Anthocyanins suppress the cleavable complex formation by irinotecan and diminish its DNA-strand-breaking activity in the colon of Wistar rats.

In the present study, the question was addressed whether anthocyanins interfere with the topoisomerase I poison irinotecan in vivo. In vivo complexes of enzyme to DNA bioassay was used to detect irinotecan-induced stabilization of topoisomerase I/DNA complexes and single cell gel electrophoresis to determine DNA-strand-break induction in the colon of male Wistar rats. Furthermore, analysis of anthocyanin concentrations in rat plasma and rat colon was included in the testing, demonstrating that anthocyanins reach the colon and the concentrations do not differ between rats that only received anthocyanins and the anthocyanin/irinotecan group. Blackberry extract was found to significantly reduce irinotecan-mediated topoisomerase I/DNA cleavable complex formation. Overall, anthocyanins did not notably increase cleavable complex formation. However, a significant increase of DNA damage was shown after a single dose of irinotecan as well as the single compounds cyanidin (cy) and cyanidin-3-glucoside (cy-3-g). Furthermore, a significant reduction of irinotecan-induced DNA-strand breaks after a pretreatment with cy, cy-3-g and blackberry extract was observed. Thus, the question arises whether anthocyanin-rich preparations might interfere with chemotherapy or whether, due to low systemic bioavailability, the preparations might provide protective potential in the gastrointestinal tract.

Anthocyanin-rich blackberry extract suppresses the DNA-damaging properties of topoisomerase I and II poisons in colon carcinoma cells.

In the present study, we addressed the question whether cyanidin-3-glucoside (C3G) or complex C3G-rich blackberry extracts affect human topoisomerases with special emphasis on the contribution of the potential degradation products phloroglucinol aldehyde (PGA) and protocatechuic acid (PCA). In HT29 colon carcinoma cells a C3G-rich blackberry extract suppressed camptothecin- (CPT-) or doxorubicin- (DOX-) induced stabilization of the covalent DNA-topoisomerase intermediate, thus antagonizing the effects of these classical topoisomerase poisons on DNA integrity. As a single compound, C3G (100 µM) decreased the DNA-damaging effects of CPT as well, but did not significantly affect those induced by DOX. At the highest applied concentration (100 µM), cyanidin protected DNA from CPT- and DOX-induced damage. Earlier reports on DNA-damaging properties of cyanidin were found to result most likely from the formation of hydrogen peroxide as an artifact in the cell culture medium when the incubation was performed in the absence of catalase. The suppression of hydrogen peroxide accumulation, achieved by the addition of catalase, demonstrated that cyanidin does not exhibit DNA-damaging properties in HT29 cells (up to 100 µM). The observed effects on topoisomerase interference and DNA protection against CPT or DOX were clearly limited to the parent compound and were not observed for the potential cyanidin degradation products PGA and PCA.
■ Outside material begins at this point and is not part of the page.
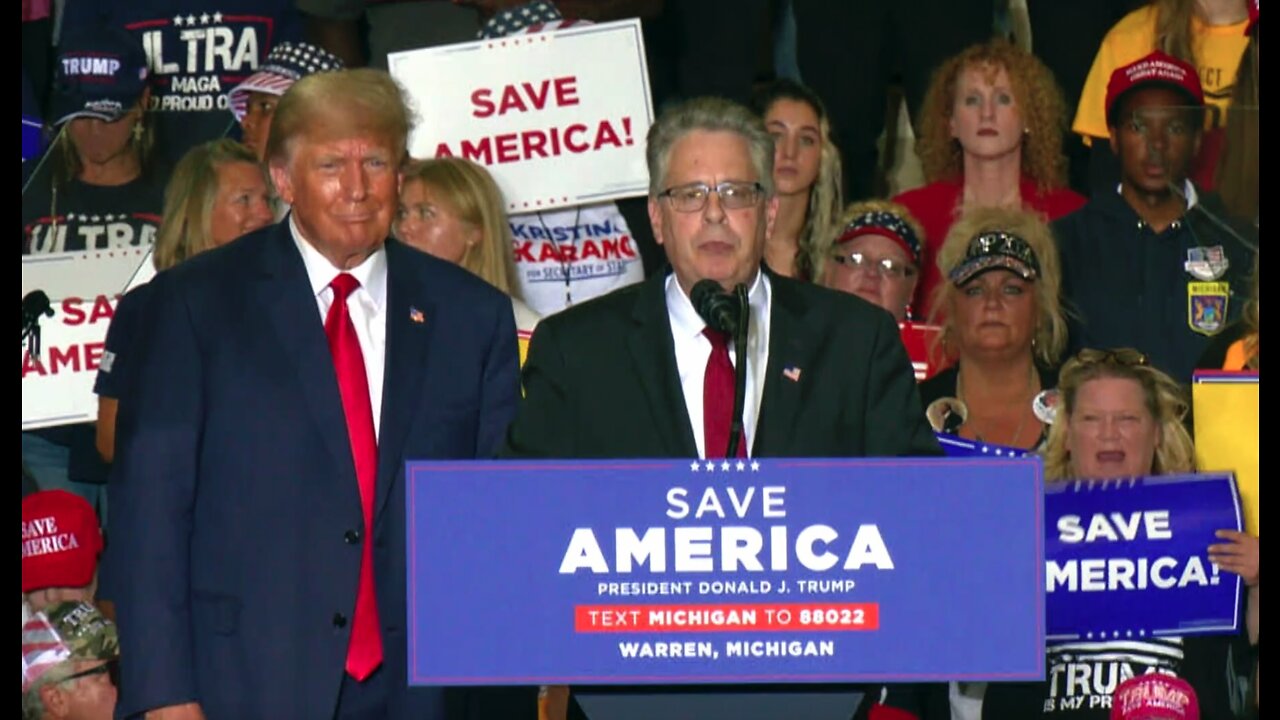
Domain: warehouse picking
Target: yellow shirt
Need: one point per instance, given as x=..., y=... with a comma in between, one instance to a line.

Limited stability in cell culture medium and hydrogen peroxide formation affect the growth inhibitory properties of delphinidin and its degradation product gallic acid.
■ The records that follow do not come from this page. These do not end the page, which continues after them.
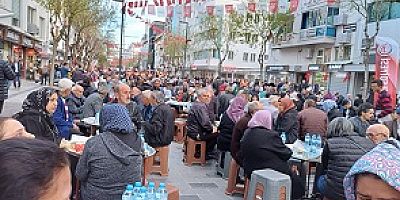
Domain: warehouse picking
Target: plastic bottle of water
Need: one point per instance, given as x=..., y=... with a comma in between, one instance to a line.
x=128, y=194
x=162, y=193
x=136, y=190
x=283, y=136
x=151, y=191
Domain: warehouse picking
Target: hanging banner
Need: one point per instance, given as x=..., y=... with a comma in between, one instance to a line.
x=210, y=10
x=251, y=7
x=387, y=64
x=293, y=5
x=229, y=8
x=273, y=6
x=187, y=11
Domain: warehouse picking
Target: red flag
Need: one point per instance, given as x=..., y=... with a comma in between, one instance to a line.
x=229, y=9
x=187, y=11
x=151, y=9
x=252, y=7
x=293, y=5
x=273, y=6
x=210, y=10
x=170, y=11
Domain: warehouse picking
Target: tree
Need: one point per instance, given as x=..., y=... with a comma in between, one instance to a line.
x=370, y=12
x=260, y=28
x=220, y=33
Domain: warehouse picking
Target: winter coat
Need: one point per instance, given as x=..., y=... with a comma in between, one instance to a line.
x=225, y=133
x=160, y=130
x=287, y=122
x=6, y=74
x=339, y=154
x=107, y=165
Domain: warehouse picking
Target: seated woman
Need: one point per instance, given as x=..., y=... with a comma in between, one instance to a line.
x=112, y=159
x=375, y=175
x=232, y=115
x=263, y=148
x=10, y=128
x=342, y=149
x=35, y=170
x=36, y=114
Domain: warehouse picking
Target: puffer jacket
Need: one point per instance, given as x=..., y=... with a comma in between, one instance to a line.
x=339, y=154
x=198, y=121
x=225, y=133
In the present study we investigated the stability of anthocyanidins under cell culture conditions and addressed the question whether degradation products might contribute to the cellular effects assigned to the parent compounds. Substantial degradation was found already after 30 min, measured by HPLC/DAD. However, the decrease of detectable anthocyanidins exceeded by far the formation of the respective phenolic acids. From the formed phenolic acids only gallic acid (GA) exhibited growth inhibitory properties. However, also GA was found to be degraded rapidly. Furthermore, the incubation with delphinidin (DEL) or GA resulted in a substantial formation of hydrogen peroxide. The suppression of hydrogen peroxide accumulation by catalase modified significantly the growth inhibitory effects of DEL and GA, indicating that hydrogen peroxide formation might generate experimental artefacts. In summary, the results show that the phenolic acids formed by the degradation of cyanidin (CY), pelargonidin (PG), peonidin (PN) and malvidin (MV) do not contribute to the growth inhibitory effect of the parent compound. The degradation of DEL generates a phenolic acid with substantial growth inhibitory properties (GA). However, taken into account the small proportion of generated GA and its lacking stability, the contribution of GA to the growth inhibitory properties of DEL might be limited.